Senator for South Shore, Nova Scotia
- In office September 7, 1990 – November 16, 2013
- Appointed by: Brian Mulroney

Personal details
- Born: November 16, 1938 Wolfville, Nova Scotia, Canada
- Died: September 17, 2025 (aged 86) Halifax, Nova Scotia, Canada
- Party: Conservative
- Children: One daughter
- Profession: Lawyer

= Donald Oliver =

Canadian politician (1938–2025)

Donald H. Oliver (November 16, 1938 – September 17, 2025) was a Canadian lawyer, developer and politician. Appointed by former Prime Minister Brian Mulroney, Oliver served in the Senate of Canada from 1990 until 2013. He was the first black male to sit in the Senate and the second black Canadian appointed to the chamber.

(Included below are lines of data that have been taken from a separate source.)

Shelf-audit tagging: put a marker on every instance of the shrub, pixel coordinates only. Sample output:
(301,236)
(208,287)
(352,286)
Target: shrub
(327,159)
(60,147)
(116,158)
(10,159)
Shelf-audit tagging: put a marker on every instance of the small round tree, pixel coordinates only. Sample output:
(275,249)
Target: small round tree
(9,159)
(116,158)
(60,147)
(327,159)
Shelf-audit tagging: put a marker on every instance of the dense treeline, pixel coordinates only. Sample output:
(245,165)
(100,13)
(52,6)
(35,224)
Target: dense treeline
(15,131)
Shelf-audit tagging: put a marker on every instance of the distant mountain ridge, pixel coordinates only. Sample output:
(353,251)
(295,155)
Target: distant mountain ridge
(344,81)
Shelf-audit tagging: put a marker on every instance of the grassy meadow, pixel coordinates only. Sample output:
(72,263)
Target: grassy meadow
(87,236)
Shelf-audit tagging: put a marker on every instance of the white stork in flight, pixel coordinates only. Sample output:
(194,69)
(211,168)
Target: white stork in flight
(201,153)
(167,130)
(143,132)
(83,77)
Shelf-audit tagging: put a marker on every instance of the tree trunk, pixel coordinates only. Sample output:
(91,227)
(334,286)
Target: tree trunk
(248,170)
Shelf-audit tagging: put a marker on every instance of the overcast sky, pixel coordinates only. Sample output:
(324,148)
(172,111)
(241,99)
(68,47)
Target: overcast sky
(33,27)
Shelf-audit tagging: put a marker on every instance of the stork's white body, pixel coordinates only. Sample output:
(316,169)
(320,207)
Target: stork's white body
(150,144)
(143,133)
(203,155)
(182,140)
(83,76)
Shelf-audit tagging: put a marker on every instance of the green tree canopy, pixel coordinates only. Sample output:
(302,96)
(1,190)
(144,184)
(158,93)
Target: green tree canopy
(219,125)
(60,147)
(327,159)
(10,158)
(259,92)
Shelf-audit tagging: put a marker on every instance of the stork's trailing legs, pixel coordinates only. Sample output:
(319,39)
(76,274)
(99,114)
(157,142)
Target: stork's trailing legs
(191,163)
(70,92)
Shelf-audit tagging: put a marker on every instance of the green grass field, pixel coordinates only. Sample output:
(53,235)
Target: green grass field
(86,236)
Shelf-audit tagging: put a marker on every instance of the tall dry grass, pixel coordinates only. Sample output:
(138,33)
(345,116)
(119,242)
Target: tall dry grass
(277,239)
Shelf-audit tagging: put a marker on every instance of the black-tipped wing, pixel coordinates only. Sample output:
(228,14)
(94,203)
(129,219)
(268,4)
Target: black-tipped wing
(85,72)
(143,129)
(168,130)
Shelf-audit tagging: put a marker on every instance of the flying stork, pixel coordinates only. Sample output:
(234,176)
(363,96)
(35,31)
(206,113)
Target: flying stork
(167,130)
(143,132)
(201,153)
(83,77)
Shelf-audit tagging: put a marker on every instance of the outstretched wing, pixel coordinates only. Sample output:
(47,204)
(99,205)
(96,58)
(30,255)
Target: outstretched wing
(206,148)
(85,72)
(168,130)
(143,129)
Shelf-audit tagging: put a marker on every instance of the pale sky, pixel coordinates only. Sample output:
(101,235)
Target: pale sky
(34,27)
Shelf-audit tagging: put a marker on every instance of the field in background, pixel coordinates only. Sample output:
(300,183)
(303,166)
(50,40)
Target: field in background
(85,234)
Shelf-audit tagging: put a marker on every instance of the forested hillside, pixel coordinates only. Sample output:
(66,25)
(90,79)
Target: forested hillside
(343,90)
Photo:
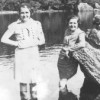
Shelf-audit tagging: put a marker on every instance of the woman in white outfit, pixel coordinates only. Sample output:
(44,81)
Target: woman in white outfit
(29,35)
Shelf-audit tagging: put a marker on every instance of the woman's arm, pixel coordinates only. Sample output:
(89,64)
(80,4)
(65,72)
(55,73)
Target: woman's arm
(41,39)
(6,38)
(32,40)
(80,44)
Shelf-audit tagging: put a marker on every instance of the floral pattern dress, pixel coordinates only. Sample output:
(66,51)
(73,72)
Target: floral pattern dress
(68,66)
(27,54)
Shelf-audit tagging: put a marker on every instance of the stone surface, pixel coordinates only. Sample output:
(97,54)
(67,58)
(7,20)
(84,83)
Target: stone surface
(89,57)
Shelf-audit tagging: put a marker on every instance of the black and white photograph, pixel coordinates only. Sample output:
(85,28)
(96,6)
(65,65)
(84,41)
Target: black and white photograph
(49,49)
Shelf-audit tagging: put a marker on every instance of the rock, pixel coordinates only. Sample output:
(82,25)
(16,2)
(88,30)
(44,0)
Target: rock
(97,6)
(84,7)
(89,57)
(94,36)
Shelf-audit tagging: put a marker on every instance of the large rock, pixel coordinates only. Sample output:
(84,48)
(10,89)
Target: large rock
(89,57)
(84,7)
(94,36)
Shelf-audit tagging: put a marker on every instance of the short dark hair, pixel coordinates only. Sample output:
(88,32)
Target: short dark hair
(73,17)
(96,20)
(23,5)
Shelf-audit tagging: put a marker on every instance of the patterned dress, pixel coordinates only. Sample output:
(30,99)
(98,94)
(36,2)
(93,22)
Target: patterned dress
(26,54)
(68,66)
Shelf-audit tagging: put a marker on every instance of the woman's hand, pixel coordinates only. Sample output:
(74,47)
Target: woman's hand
(27,43)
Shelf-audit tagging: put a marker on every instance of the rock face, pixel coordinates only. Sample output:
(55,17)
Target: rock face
(89,57)
(84,7)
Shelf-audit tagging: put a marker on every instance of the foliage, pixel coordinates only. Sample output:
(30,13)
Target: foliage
(44,4)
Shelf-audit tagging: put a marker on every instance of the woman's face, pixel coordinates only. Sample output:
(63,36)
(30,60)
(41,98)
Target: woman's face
(24,14)
(73,24)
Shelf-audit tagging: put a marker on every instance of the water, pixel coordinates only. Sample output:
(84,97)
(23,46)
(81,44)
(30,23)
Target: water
(54,25)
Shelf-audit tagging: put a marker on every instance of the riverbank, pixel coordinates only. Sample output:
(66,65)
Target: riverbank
(38,11)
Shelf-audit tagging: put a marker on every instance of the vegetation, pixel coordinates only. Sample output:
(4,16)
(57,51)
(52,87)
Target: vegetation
(44,4)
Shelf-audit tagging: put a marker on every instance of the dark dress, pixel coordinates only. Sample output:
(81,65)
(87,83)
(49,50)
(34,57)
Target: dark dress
(68,66)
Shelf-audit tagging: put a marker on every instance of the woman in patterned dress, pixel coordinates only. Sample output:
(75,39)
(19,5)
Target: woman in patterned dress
(29,35)
(74,39)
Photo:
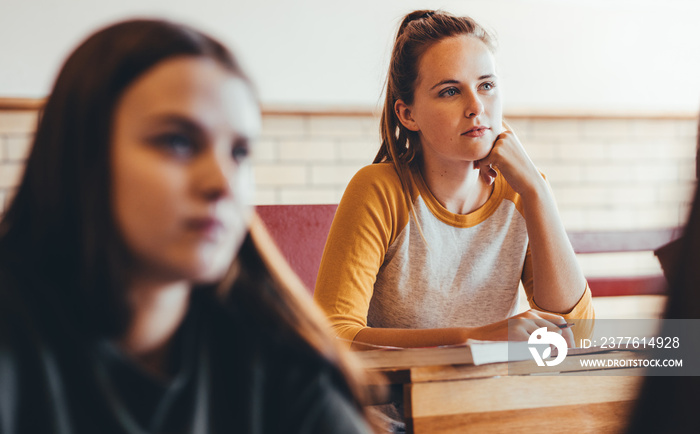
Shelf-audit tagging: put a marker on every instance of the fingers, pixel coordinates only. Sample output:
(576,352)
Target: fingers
(531,320)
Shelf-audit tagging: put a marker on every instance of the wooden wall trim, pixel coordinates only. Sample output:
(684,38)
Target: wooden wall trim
(13,104)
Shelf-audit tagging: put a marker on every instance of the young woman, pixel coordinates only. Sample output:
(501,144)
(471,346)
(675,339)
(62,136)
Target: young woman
(430,242)
(120,311)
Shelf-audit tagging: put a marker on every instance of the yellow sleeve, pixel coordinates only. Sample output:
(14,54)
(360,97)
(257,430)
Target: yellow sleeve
(582,314)
(370,215)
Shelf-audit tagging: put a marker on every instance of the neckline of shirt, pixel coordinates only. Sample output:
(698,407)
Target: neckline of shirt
(460,220)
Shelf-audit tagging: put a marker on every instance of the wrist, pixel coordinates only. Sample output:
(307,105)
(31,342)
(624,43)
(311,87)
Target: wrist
(535,191)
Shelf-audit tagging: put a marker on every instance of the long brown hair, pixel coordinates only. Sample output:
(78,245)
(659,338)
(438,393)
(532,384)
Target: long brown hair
(58,239)
(418,31)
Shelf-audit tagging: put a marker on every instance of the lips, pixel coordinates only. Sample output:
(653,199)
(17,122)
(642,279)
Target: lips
(207,227)
(477,131)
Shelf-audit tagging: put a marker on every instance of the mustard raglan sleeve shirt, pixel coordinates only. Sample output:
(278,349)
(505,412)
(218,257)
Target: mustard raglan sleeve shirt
(369,217)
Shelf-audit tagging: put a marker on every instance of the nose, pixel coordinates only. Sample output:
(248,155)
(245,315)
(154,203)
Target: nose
(216,176)
(474,106)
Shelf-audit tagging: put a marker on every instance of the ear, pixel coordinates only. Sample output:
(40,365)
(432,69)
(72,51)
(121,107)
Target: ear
(403,112)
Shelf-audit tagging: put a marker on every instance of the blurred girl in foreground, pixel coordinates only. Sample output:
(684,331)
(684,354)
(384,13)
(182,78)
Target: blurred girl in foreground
(120,310)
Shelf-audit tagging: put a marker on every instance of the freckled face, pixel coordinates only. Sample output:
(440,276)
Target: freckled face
(181,176)
(457,108)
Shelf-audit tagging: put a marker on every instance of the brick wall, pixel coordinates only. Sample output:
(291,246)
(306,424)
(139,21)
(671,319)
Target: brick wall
(615,173)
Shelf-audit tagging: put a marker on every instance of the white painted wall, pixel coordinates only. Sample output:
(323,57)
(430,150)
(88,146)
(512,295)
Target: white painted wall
(579,55)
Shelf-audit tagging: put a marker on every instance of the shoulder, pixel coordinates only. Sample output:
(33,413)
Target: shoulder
(379,176)
(316,397)
(378,187)
(288,379)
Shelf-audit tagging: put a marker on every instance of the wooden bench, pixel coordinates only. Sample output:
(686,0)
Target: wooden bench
(301,230)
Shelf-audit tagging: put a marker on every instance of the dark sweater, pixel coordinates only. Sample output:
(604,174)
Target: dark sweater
(229,376)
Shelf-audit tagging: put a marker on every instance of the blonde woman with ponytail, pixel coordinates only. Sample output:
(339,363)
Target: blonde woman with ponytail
(430,243)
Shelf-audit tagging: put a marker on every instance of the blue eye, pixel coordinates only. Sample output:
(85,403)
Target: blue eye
(177,144)
(240,150)
(450,91)
(489,85)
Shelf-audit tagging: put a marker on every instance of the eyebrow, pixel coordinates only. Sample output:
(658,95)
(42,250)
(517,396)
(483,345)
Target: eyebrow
(175,119)
(453,81)
(191,126)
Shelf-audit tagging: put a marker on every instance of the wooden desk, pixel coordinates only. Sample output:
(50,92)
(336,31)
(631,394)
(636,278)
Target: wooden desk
(511,397)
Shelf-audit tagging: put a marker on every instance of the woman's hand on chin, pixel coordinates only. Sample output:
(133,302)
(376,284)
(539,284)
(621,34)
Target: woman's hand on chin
(511,160)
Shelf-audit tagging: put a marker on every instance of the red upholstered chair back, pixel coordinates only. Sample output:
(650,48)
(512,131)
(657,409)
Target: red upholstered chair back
(300,232)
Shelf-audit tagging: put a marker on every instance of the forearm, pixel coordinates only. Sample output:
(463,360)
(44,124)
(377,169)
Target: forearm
(412,338)
(558,282)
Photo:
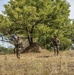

A lawyer and real estate developer, Oliver was a member of Nova Scotia's black minority. He was descended in part from African-American slave refugees who were resettled by the British in Canada from the United States after the War of 1812. But his maternal grandfather, William A. White, migrated independently in 1900 from Baltimore, Maryland. Oliver was the nephew of Canadian opera singer Portia White, politician Bill White and labour union activist Jack White, and the cousin of political strategist Sheila White.

==Early life and education==
Oliver was born to Helena Isabella (White) and Clifford Harlock Oliver in Wolfville, Nova Scotia. He has four siblings. His maternal grandfather, William A. White, migrated independently in 1900 from Baltimore, Maryland, and became a Baptist minister. His maternal grandmother Izie Dora White (her maiden name) was born in Nova Scotia, descended from black refugees who went to Canada from the United States during the War of 1812.

Oliver attended local schools before his undergraduate studies at Acadia University, where he graduated with a degree in philosophy in 1960, and law school at Dalhousie University. He was called to the Bar in 1965.

==Education and before politics==
Oliver practised law in Halifax, Nova Scotia, as a partner in the firm Stewart McKelvey Stirling Scales from 1965 to 1990, and subsequently at two other law firms for a total of 36 years, primarily in civil litigation. He taught at Dalhousie University Law School as a part-time professor for 14 years, and also taught law courses at Technical University of Nova Scotia and Saint Mary's University. He was a King's Counsel.

==Politics==
A long-time activist in the Progressive Conservative Party, Oliver served as the party's director of legal affairs through six federal elections, from 1972 to 1988. He also served as a federal vice-president of the party and as a director of its fundraising wing, the PC Canada Fund.

Oliver also served for years as Constitution Chairman and member of the Finance Committee for the Progressive Conservative Association of Nova Scotia, and was a Vice-President of that Party.

==Appointment to the Senate==
Oliver was appointed to the Senate at the recommendation of Prime Minister Brian Mulroney, September 7, 1990. He served as a member of the Standing Senate Committee on Banking, Trade and Commerce, and as the Chairman of the Senate Standing Committees on Transport and Communications and Standing Committee on Agriculture and Forestry. Senator Oliver was also Co-chair of the Special Joint Committee on a Code of Conduct for Parliamentarians. He has worked on a number of Private Members’ Bills, including a bill to amend sections of the criminal code dealing with stalking and, more recently, a bill to address the issue of spam.

Oliver was named Speaker pro tempore of the Senate of Canada, March 4, 2010. Oliver retired from the Senate November 16, 2013, when he attained age 75.

Oliver was active in community service: "serving in positions that have included President and Chairman of the Halifax Children's Aid Society; Chairman, President and Director of the Neptune Theatre Foundation; Director of the Halifax-Dartmouth Welfare Council; Founding Director of the Black United Front; and Founding President and First Chairman of the Society for the Protection and Preservation of Black Culture in Nova Scotia."

==Personal life and death==
Oliver was married and had one daughter. When not in Ottawa, Oliver resided on his farm in Queens County, Nova Scotia. He was an honorary patron with Crossroads International. In 1962, he was a Crossroads volunteer to Ethiopia. Oliver said this experience changed him forever.

Oliver died in Halifax on September 17, 2025, at the age of 86.

==Honours==
On December 28, 2019, Governor General Julie Payette announced that Oliver had been appointed a member of the Order of Canada. Oliver was appointed to the Order of Nova Scotia in 2020.